People are discovering PennOmics allows them to find things they weren’t able to find before, he said. A cardiologist with a grant-sponsored study requested data on about 5,000 patients. Later, researchers in ophthalmology were able to mine that same data set looking for patients with markers for glaucoma. “So we are able to leverage the investments we make in sequencing for other research, which is a big plus, now that the data is all in the same area,” Wells said.
• Populating the Oracle Health Sciences Network: Penn Medicine was the second Oracle customer to sign up for the cloud-based service that gives its partners the capability to query Penn Medicine’s de-identified data and find populations to meet their needs. “We have just signed our first contract with a local clinical research organization that is beginning to get trained and run queries,” Wells said. “We are working with them to refine that tool,” he said. One challenge is that a lot of the data used for inclusion or exclusion from a trial is in unstructured text, so Penn Medicine is evaluating natural language processing (NLP) tools to mine that data. “The next big area of data extraction and mining is NLP-based,” he said.
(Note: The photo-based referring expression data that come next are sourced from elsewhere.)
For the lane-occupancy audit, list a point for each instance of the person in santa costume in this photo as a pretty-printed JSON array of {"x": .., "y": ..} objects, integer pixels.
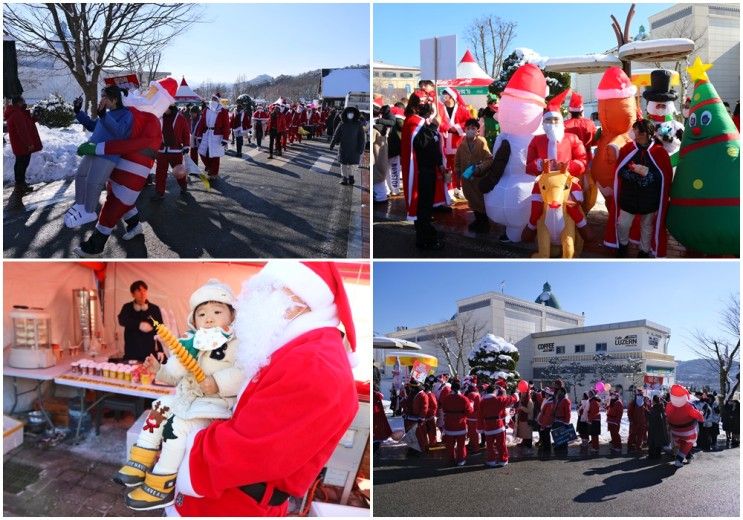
[
  {"x": 280, "y": 435},
  {"x": 240, "y": 123},
  {"x": 520, "y": 110},
  {"x": 176, "y": 140},
  {"x": 211, "y": 342},
  {"x": 682, "y": 420},
  {"x": 661, "y": 109},
  {"x": 137, "y": 156},
  {"x": 456, "y": 408},
  {"x": 260, "y": 118},
  {"x": 492, "y": 414},
  {"x": 416, "y": 409},
  {"x": 422, "y": 162},
  {"x": 556, "y": 145},
  {"x": 213, "y": 133},
  {"x": 642, "y": 187},
  {"x": 637, "y": 413},
  {"x": 454, "y": 115}
]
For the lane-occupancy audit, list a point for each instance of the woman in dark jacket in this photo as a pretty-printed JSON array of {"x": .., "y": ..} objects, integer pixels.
[
  {"x": 657, "y": 430},
  {"x": 350, "y": 136}
]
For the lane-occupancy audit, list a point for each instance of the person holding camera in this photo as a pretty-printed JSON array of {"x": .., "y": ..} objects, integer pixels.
[{"x": 114, "y": 122}]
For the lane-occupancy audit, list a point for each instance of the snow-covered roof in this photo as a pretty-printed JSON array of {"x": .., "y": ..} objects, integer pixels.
[
  {"x": 582, "y": 64},
  {"x": 468, "y": 68},
  {"x": 339, "y": 82},
  {"x": 186, "y": 93},
  {"x": 660, "y": 49}
]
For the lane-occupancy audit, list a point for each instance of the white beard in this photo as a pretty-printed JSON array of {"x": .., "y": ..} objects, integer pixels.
[
  {"x": 259, "y": 324},
  {"x": 554, "y": 134}
]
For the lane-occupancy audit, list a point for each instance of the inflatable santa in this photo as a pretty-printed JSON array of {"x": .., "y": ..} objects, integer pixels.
[
  {"x": 682, "y": 420},
  {"x": 520, "y": 116}
]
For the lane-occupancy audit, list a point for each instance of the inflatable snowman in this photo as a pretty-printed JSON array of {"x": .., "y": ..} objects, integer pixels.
[{"x": 520, "y": 116}]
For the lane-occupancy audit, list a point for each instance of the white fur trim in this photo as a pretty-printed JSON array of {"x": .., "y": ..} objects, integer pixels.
[
  {"x": 616, "y": 93},
  {"x": 301, "y": 280},
  {"x": 183, "y": 482}
]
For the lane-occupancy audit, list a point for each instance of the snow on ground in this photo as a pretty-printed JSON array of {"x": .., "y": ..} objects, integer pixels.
[{"x": 58, "y": 160}]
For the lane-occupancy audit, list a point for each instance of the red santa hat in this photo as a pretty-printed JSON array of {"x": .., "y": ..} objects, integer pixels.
[
  {"x": 576, "y": 103},
  {"x": 319, "y": 285},
  {"x": 615, "y": 84},
  {"x": 211, "y": 291},
  {"x": 527, "y": 83},
  {"x": 553, "y": 107},
  {"x": 679, "y": 395}
]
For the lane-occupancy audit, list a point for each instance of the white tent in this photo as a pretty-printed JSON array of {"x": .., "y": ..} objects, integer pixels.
[
  {"x": 49, "y": 285},
  {"x": 185, "y": 94}
]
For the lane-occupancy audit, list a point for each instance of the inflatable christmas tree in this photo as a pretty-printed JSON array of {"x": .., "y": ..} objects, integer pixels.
[
  {"x": 494, "y": 358},
  {"x": 705, "y": 195}
]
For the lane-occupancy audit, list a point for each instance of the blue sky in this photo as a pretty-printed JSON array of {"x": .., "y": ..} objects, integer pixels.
[
  {"x": 683, "y": 296},
  {"x": 274, "y": 39},
  {"x": 545, "y": 28}
]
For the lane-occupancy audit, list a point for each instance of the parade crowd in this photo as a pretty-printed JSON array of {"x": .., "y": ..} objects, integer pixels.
[
  {"x": 132, "y": 132},
  {"x": 469, "y": 417},
  {"x": 436, "y": 150}
]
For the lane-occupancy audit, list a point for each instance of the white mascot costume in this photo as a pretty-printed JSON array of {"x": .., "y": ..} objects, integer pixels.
[{"x": 520, "y": 116}]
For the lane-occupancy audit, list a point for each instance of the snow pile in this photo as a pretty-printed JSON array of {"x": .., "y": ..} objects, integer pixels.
[{"x": 58, "y": 159}]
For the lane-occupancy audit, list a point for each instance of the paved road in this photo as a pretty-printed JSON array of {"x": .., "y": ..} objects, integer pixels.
[
  {"x": 291, "y": 206},
  {"x": 602, "y": 486}
]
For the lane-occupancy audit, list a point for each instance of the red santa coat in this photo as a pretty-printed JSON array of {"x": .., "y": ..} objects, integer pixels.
[
  {"x": 129, "y": 176},
  {"x": 455, "y": 122},
  {"x": 409, "y": 165},
  {"x": 456, "y": 408},
  {"x": 569, "y": 150},
  {"x": 614, "y": 413},
  {"x": 22, "y": 131},
  {"x": 182, "y": 134},
  {"x": 659, "y": 157},
  {"x": 492, "y": 412},
  {"x": 284, "y": 428},
  {"x": 585, "y": 130}
]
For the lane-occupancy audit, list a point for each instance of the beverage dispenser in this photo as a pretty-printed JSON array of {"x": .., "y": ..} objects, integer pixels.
[{"x": 32, "y": 346}]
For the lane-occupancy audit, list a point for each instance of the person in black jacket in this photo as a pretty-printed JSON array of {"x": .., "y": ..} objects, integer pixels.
[
  {"x": 429, "y": 157},
  {"x": 139, "y": 333}
]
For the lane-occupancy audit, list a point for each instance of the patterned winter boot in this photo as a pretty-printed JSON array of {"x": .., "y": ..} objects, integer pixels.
[
  {"x": 141, "y": 460},
  {"x": 157, "y": 491}
]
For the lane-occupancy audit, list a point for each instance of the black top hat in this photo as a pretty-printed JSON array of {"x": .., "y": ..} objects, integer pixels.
[{"x": 660, "y": 87}]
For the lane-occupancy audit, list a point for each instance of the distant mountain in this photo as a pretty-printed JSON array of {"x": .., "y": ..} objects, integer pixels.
[
  {"x": 259, "y": 80},
  {"x": 699, "y": 373}
]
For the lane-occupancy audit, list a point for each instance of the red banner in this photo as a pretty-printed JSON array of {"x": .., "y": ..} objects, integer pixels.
[{"x": 129, "y": 81}]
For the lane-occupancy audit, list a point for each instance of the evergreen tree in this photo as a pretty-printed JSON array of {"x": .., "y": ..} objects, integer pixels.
[{"x": 494, "y": 358}]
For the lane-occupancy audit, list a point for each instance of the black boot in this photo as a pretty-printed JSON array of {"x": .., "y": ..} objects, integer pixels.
[{"x": 93, "y": 247}]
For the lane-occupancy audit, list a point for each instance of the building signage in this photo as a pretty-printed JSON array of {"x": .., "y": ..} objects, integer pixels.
[{"x": 630, "y": 340}]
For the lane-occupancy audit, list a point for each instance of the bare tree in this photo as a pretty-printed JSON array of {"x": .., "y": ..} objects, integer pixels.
[
  {"x": 456, "y": 347},
  {"x": 88, "y": 37},
  {"x": 721, "y": 350},
  {"x": 489, "y": 37}
]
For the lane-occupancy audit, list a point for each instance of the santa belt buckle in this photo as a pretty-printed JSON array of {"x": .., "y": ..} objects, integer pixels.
[{"x": 257, "y": 492}]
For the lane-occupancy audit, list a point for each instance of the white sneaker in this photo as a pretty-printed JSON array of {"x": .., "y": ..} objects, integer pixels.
[
  {"x": 136, "y": 230},
  {"x": 77, "y": 216}
]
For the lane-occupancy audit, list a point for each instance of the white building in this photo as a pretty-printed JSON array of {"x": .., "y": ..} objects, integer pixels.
[{"x": 542, "y": 331}]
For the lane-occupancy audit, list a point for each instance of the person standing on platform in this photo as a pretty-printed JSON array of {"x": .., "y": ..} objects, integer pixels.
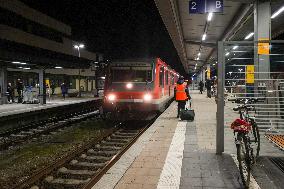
[
  {"x": 52, "y": 88},
  {"x": 181, "y": 94},
  {"x": 10, "y": 93},
  {"x": 201, "y": 85},
  {"x": 63, "y": 90},
  {"x": 20, "y": 88},
  {"x": 208, "y": 87}
]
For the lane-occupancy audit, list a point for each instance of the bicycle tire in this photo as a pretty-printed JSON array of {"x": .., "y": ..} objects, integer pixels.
[
  {"x": 258, "y": 141},
  {"x": 243, "y": 159}
]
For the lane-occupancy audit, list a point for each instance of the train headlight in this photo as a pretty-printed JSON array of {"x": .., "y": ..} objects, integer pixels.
[
  {"x": 147, "y": 97},
  {"x": 129, "y": 85},
  {"x": 111, "y": 97}
]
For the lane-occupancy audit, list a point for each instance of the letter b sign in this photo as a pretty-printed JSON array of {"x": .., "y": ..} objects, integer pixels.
[{"x": 214, "y": 6}]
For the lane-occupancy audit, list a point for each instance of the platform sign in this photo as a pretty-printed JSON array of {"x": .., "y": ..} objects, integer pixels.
[
  {"x": 214, "y": 6},
  {"x": 197, "y": 6},
  {"x": 263, "y": 48},
  {"x": 250, "y": 74},
  {"x": 204, "y": 6}
]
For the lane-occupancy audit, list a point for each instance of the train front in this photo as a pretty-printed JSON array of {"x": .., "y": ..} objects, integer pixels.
[{"x": 129, "y": 91}]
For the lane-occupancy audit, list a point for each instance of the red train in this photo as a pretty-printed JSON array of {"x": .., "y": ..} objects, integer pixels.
[{"x": 138, "y": 89}]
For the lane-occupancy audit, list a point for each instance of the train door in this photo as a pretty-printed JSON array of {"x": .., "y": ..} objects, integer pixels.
[{"x": 161, "y": 81}]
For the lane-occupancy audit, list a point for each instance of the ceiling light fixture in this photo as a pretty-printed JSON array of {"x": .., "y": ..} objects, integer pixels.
[
  {"x": 23, "y": 63},
  {"x": 249, "y": 35},
  {"x": 203, "y": 37},
  {"x": 210, "y": 15},
  {"x": 275, "y": 14}
]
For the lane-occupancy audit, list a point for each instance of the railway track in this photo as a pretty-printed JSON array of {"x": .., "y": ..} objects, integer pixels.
[
  {"x": 83, "y": 167},
  {"x": 31, "y": 131}
]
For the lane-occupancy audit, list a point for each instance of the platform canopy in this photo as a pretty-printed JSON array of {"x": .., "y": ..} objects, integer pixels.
[{"x": 186, "y": 30}]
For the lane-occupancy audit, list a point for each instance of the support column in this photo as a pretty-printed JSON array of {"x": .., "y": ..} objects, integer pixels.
[
  {"x": 42, "y": 87},
  {"x": 262, "y": 31},
  {"x": 208, "y": 76},
  {"x": 3, "y": 85}
]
• Automating biobank workflow: “We have hundreds of thousands of samples downloaded in a vendor-provided laboratory information system that can do sample tracking and sample inventory management,” Wells said.
• Linking clinical trial data to Epic EHR: Penn has just agreed to expand its existing clinical trial management system from just the cancer center to enterprise-wide and it is going to begin a project to feed EHR data into that tool, to make enrollment and patient status management easier, faster and more accurate. Integrating that system more closely with the Epic system will take longer, he said. “One of the benefits of integrating trial management with the EMR is to do EMR-based research billing reconciliation to track all the charges on a given trial and make sure the patient’s insurance doesn’t get charged for a service that was research-oriented,” he said.
• Clinical decision support for precision medicine: “We are working with Epic to try to educate them as to how genetic data in a discrete form could flow into their system and set triggers or flags as to each genetic variation the patient might have,” he said. “So for instance, we could write rules or alerts that pop up for the provider that this patient is a slow metabolizer of this drug and you might want to prescribe drug X, not drug Y. We are not as far along as I would like, but we are talking to all the relevant parties and encouraging them to improve their systems to make that possible.”
Patient-generated data: Penn Medicine has just started working with Apple and Epic on remote patient data capture. Its first trial in that area kicked off several weeks ago. “We are enrolling 20 postpartum women in a blood pressure-tracking study,” Wells explained. They are going to be taking their blood pressure once a day or more with a Bluetooth cuff that links to their iPhone, which then feeds the data into Penn Medicine’s EHR within three seconds or less. “So far, so good,” Wells said. “We are looking forward to collecting enough information so we can provide some feedback about feasibility of it, the technical challenges, and the validity of the data.”